Pourquoi je ne participe pas au colloque sur "Heidegger et 'les juifs'"
Grand spécialiste du philosophe allemand, Hadrien France-Lanord a décliné l’invitation des organisateurs du colloque qui se tient à la BNF du 22 au 25 janvier. Il s’en explique pour BibliObs.
·Ce jeudi 22 janvier 2015 s’est donc ouvert à la BnF un grand colloque destinée à en tirer les premiers enseignements. Peter Sloterdijk, Alain Finkielkraut, Bernard-Henri Lévy, Barbara Cassin ou encore le réalisateur Luc Dardenne font partie des intervenants qui prendront la parole jusqu’à dimanche soir. France-Lanord, lui, a décliné l’invitation. «Agitation publicitaire», «pépiement», «précipitation»: c’est sans mâcher ses mots qu’il explique son refus dans ce texte écrit pour BibliObs.
Pia Duvigneau
La philosophie contre l'agitation publicitaire
Par Hadrien France-Lanord,
professeur de philosophie
J’ai d’abord répondu favorablement à la chaleureuse invitation que m’a faite
cet été Joseph Cohen, que je tiens à remercier pour sa grande amabilité à mon
égard. Mais en découvrant le programme, j’ai compris que ce colloque
n’échappait finalement pas au dispositif publicitaire de «l’affaire Heidegger»
tel qu’il a été réactivé l’année dernière par Peter Trawny [l’universitaire
allemand qui a supervisé la publication des «Carnets noirs»,
NDLR] dans un opuscule d’une affolante indigence
philosophique. Pour ceux qui, comme moi, ont une connaissance de ses travaux
antérieurs, la rupture est si brutale qu’on ne peut rester que très perplexe
devant les intentions réelles d’un texte qui sent à ce point le fabriqué. En
aucune façon, un tel livre ne peut servir de base à une véritable réflexion
philosophique.professeur de philosophie
La seule base de travail philosophique possible, ce sont les 1240 pages des «Cahiers» parues à ce jour, dont Peter Trawny a exhibé plusieurs fragments de quelques lignes au moyen desquels il fabrique un système d’une fragilité telle qu’il s’effondre dès qu’on a pris connaissance des «Cahiers» dans leur intégralité. Une des remarques que je me suis faites en regardant le programme du colloque est la suivante: combien sont-ils, parmi les intervenants, ceux qui ont une connaissance de ces 1240 pages non traduites en français? Qui va effectivement parler de ces trois volumes, de tout ce qu’on y apprend de nouveau et de toutes les belles découvertes qu’on y fait?
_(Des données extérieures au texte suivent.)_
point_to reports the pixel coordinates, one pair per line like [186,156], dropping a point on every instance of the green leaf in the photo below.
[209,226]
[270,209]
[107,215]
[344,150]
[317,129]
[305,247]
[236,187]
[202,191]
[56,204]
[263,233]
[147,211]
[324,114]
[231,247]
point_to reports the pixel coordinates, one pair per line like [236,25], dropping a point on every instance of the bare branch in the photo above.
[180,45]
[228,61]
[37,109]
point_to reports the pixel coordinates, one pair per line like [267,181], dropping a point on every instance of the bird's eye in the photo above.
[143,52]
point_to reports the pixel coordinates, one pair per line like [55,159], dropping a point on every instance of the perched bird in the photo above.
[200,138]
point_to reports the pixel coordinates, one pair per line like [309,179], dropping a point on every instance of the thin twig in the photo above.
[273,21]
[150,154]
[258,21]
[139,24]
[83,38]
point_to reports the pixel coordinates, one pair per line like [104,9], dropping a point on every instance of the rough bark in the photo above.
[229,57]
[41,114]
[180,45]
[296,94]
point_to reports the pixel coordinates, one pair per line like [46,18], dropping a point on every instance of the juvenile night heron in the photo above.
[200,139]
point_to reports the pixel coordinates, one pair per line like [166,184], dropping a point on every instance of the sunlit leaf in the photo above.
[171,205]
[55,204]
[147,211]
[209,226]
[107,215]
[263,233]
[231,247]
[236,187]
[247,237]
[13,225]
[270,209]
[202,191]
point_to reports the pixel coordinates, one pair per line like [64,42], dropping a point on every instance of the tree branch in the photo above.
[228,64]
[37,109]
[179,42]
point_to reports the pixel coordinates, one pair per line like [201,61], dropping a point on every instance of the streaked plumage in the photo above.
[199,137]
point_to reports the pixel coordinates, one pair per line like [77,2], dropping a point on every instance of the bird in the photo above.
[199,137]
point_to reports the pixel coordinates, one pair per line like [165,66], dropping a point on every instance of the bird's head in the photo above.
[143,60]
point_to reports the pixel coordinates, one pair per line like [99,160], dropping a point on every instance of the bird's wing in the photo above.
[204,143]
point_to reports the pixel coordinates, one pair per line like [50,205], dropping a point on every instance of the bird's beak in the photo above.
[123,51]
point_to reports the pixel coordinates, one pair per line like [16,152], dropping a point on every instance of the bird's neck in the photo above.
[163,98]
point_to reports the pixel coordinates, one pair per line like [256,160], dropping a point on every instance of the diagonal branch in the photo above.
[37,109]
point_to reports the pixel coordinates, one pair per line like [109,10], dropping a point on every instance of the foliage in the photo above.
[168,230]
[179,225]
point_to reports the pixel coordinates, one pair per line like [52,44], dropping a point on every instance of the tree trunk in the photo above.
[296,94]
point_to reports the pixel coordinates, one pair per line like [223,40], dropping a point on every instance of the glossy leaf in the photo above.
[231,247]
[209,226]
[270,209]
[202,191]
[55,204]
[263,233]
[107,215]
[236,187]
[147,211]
À quoi il faut ajouter une autre remarque : ces «Cahiers», Heidegger a spécifié qu’ils devaient paraître à la fin de l’édition intégrale, parce qu’ils sont inintelligibles sans une connaissance des traités rédigés entre 1936 et 1945, dont six ont à ce jour été publiés en allemand ; il s’agit de plusieurs milliers de pages, parmi lesquelles seuls les «Apports à la philosophie» ont paru en français l’année dernière dans une traduction de François Fédier à la hauteur de ce qui est en jeu dans ce texte considérable.
Enfin : un tome des « Cahiers », couvrant rien de moins que les années 1942-1948 est paraître ces jours-ci – inutile de dire que personne ne peut l’avoir lu.
Dans ces conditions, je me permets de poser cette question : s’il doit s’agir d’un colloque de philosophie, sur quelle base commune sera-t-il possible de parler ensemble? N’y a-t-il pas ici une très dommageable précipitation? Nous parlons ici de textes philosophiques, non seulement très volumineux, mais d’une grande difficulté, qui demandent des mois et des années de travail et d’interrogation, dont une partie est encore inédite.
Avec « l’affaire Heidegger », l’agitation publicitaire est toujours inversement proportionnelle à la connaissance et à la méditation des textes. Dans son cadre surmédiatisé, il n’est guère possible de penser, il s’agit surtout d’afficher une position publique par rapport aux termes qui sont ceux de cette «affaire», termes dans lesquels je ne reconnais pas l’affaire de la pensée qui seule me concerne.
C’est la raison pour laquelle je me suis résigné à ne pas participer à ce colloque. Afin de pouvoir exercer mon travail d’ordre strictement philosophique, je crois qu’il est urgent de s’arracher à cette oppression de «l’actualité», au profit de la patience de l’étude et d’une herméneutique du dés-em-presse-ment.